8 Ways Parents and Adult Children Can Improve Their Relationship
It’s not uncommon for adult children to fall out with their parents, whether it’s due to a recent issue or a problem that’s been present since adolescence. However, if both sides are willing to work on the relationship and improve it, there are things that can be done. No matter if you’re the parent or the child in this situation, here are a few steps to take.
Looking within themselves
First of all, start by looking inward. You have to be aware of what your role in this deteriorating relationship was. Did you not support your anxious or depressed child when they needed it? Did you not respect your parent’s authority? As conflicts are typically a two-way street, both of you had a role in the disagreement that led to the relationship is what it is now. Look within to see if you can fix something in yourself before you tackle your relationship with your parent or child.
Establishing the problem
Before you can start fixing your relationship, it’s vital to establish the problem. What happened in your past that led to this strain between family members? Was there a lack of support, was there a lack of trust, was someone’s loyalty brought into question?

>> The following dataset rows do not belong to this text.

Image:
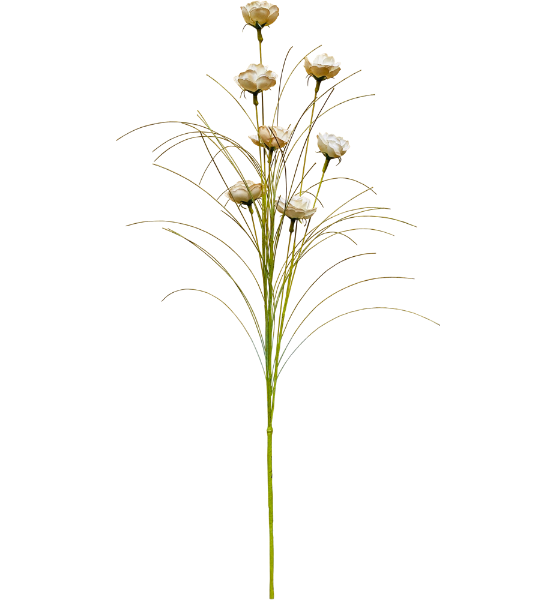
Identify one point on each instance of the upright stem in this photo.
(317, 86)
(270, 486)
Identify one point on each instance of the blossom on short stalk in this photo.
(238, 192)
(273, 136)
(298, 207)
(333, 145)
(322, 67)
(256, 78)
(259, 11)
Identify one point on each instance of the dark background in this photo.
(359, 451)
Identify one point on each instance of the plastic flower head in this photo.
(238, 192)
(256, 78)
(259, 11)
(322, 67)
(333, 145)
(298, 207)
(273, 136)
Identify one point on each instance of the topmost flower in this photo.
(259, 11)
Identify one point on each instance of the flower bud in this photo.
(238, 192)
(256, 78)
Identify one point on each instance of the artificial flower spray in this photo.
(263, 211)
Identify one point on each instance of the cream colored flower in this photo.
(275, 136)
(259, 11)
(238, 192)
(298, 207)
(322, 66)
(256, 78)
(333, 145)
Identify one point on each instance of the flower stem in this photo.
(317, 86)
(324, 167)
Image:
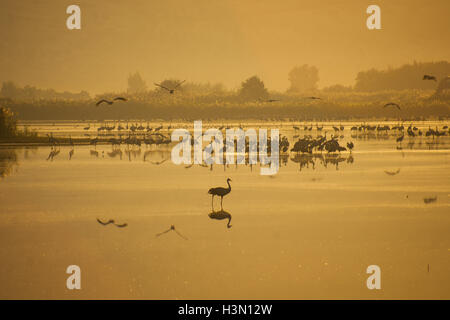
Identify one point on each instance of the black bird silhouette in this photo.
(171, 91)
(220, 215)
(104, 101)
(350, 146)
(121, 225)
(221, 192)
(111, 102)
(113, 222)
(313, 98)
(392, 173)
(172, 227)
(428, 77)
(392, 104)
(430, 200)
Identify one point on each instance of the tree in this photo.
(303, 79)
(7, 123)
(136, 84)
(9, 90)
(252, 89)
(171, 84)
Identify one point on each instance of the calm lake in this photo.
(308, 232)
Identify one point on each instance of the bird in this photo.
(313, 98)
(392, 104)
(221, 192)
(121, 225)
(172, 227)
(350, 146)
(171, 91)
(105, 223)
(430, 200)
(111, 102)
(113, 222)
(220, 215)
(428, 77)
(392, 173)
(71, 152)
(159, 162)
(104, 101)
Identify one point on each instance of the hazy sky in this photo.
(212, 40)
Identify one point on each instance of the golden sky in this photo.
(212, 40)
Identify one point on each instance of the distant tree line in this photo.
(408, 76)
(10, 90)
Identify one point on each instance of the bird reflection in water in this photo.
(8, 160)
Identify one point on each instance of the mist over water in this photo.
(309, 231)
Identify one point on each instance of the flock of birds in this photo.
(305, 145)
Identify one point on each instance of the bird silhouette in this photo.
(428, 77)
(105, 223)
(430, 200)
(350, 146)
(172, 227)
(220, 215)
(111, 102)
(171, 91)
(392, 104)
(392, 173)
(221, 192)
(313, 98)
(104, 101)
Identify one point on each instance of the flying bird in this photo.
(111, 102)
(392, 104)
(104, 101)
(220, 215)
(171, 91)
(430, 200)
(313, 98)
(172, 227)
(111, 221)
(121, 225)
(105, 223)
(428, 77)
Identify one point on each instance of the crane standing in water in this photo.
(221, 192)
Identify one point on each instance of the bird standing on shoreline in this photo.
(111, 102)
(221, 192)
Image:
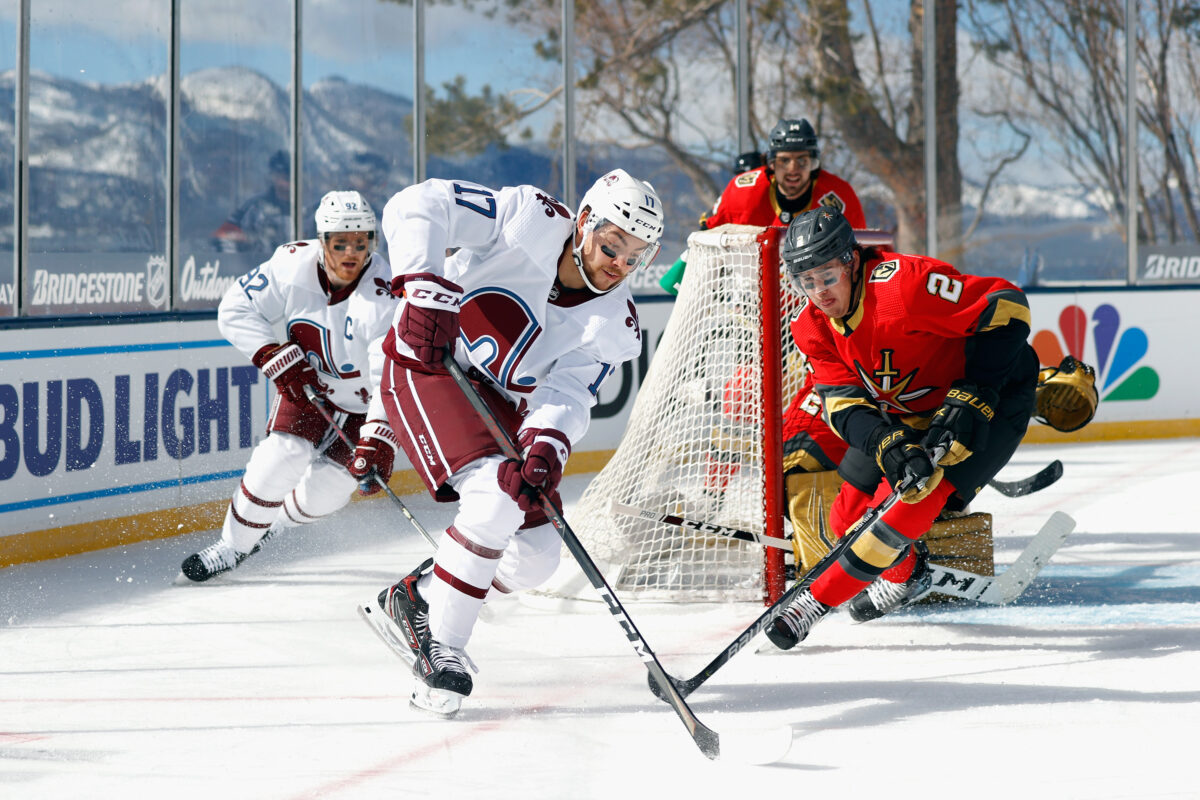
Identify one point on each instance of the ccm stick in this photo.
(1036, 482)
(997, 590)
(708, 740)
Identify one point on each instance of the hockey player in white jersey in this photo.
(534, 307)
(331, 300)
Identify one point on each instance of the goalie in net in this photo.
(705, 441)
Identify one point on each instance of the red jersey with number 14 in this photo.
(905, 343)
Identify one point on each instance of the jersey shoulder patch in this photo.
(885, 271)
(748, 179)
(831, 200)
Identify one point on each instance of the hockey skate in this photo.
(442, 678)
(790, 627)
(407, 609)
(885, 596)
(216, 558)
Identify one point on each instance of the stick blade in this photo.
(1009, 585)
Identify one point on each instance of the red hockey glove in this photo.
(898, 451)
(291, 371)
(373, 456)
(540, 468)
(430, 320)
(961, 422)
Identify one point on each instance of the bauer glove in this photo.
(961, 422)
(898, 451)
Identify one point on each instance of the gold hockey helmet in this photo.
(1067, 396)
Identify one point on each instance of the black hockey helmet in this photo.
(816, 238)
(792, 136)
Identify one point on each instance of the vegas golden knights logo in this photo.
(832, 200)
(885, 271)
(886, 385)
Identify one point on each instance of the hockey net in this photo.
(703, 440)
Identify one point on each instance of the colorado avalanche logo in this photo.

From betraying someone’s privacy and sharing secrets to cheating them out of money, there are various things that might have happened. Saying what the problem was out loud will ensure everyone understands what you’re trying to fix. Once you’re both aware of the issue, it will be easier to approach it.
Initiating change
When you start talking to each other again and addressing the issue, you can begin initiating change. Ask for forgiveness or forgive the other side. If you’re not yet ready to forgive, tell them what it would take for the relationship to improve. In case you’re not ready to talk yet, you can start by sending letters or text messages. As it can be difficult to change at once, small changes will be of the essence.
Slowly easing into the relationship
It will not be easy to fix everything all at once. Keep in mind that it will take time to get over some things and resentments. It’s useful to remember not to put a lot of pressure on yourselves to resolve everything immediately. If there are years of conflict and trauma, there is a lot to work through and it will not happen overnight.
Turning to professionals
There are situations that you will simply not be able to resolve on your own. In that case, it’s a good idea to turn to professionals. For example, you can look for a parenting coach that will work with everyone and help you reach an agreement.
They can suggest some strategies that you can apply to your relationship and see if you can improve it that way. Moreover, if you have things to talk through, turning to a family therapist is also recommended as you might uncover some things that you didn’t even realize were bothering you.
Setting new boundaries
No matter if you look for professional help or not, it’s also advised to set new boundaries. It’s probably not best to go back to how things were between you. It’s better to establish exactly what you’d like to see from this new and improved relationship. Decide on the boundaries that suit you and ask the other person to do the same.
If you see that you cannot respect each other’s limits, you need to rethink this whole endeavor and see how you can work together to have a better relationship. Trying to reconnect while not following the set boundaries will not get you far.
Having realistic expectations
For your own mental health, it’s important to have realistic expectations. You probably know how this person tends to act. If you notice any old patterns despite them saying they’ve changed, you should know better than to expect instant results.
Nothing will be solved in a matter of minutes. Keep your expectations low and understand that the other person is also human and bound to make mistakes; that will make a positive outcome that much better.
Taking the necessary time
Finally, remember not to focus on time. Any therapist will tell you that it will take time (perhaps years) to improve the relationship. Furthermore, everyone has their own timeline. While you might feel better about the whole situation after only a few sessions, the other party might need more time. Let everything happen in its own time and don’t rush it.
If you’re not happy with where your relationship with your parent or child is right now, fret not as there are various ways how you can fix it.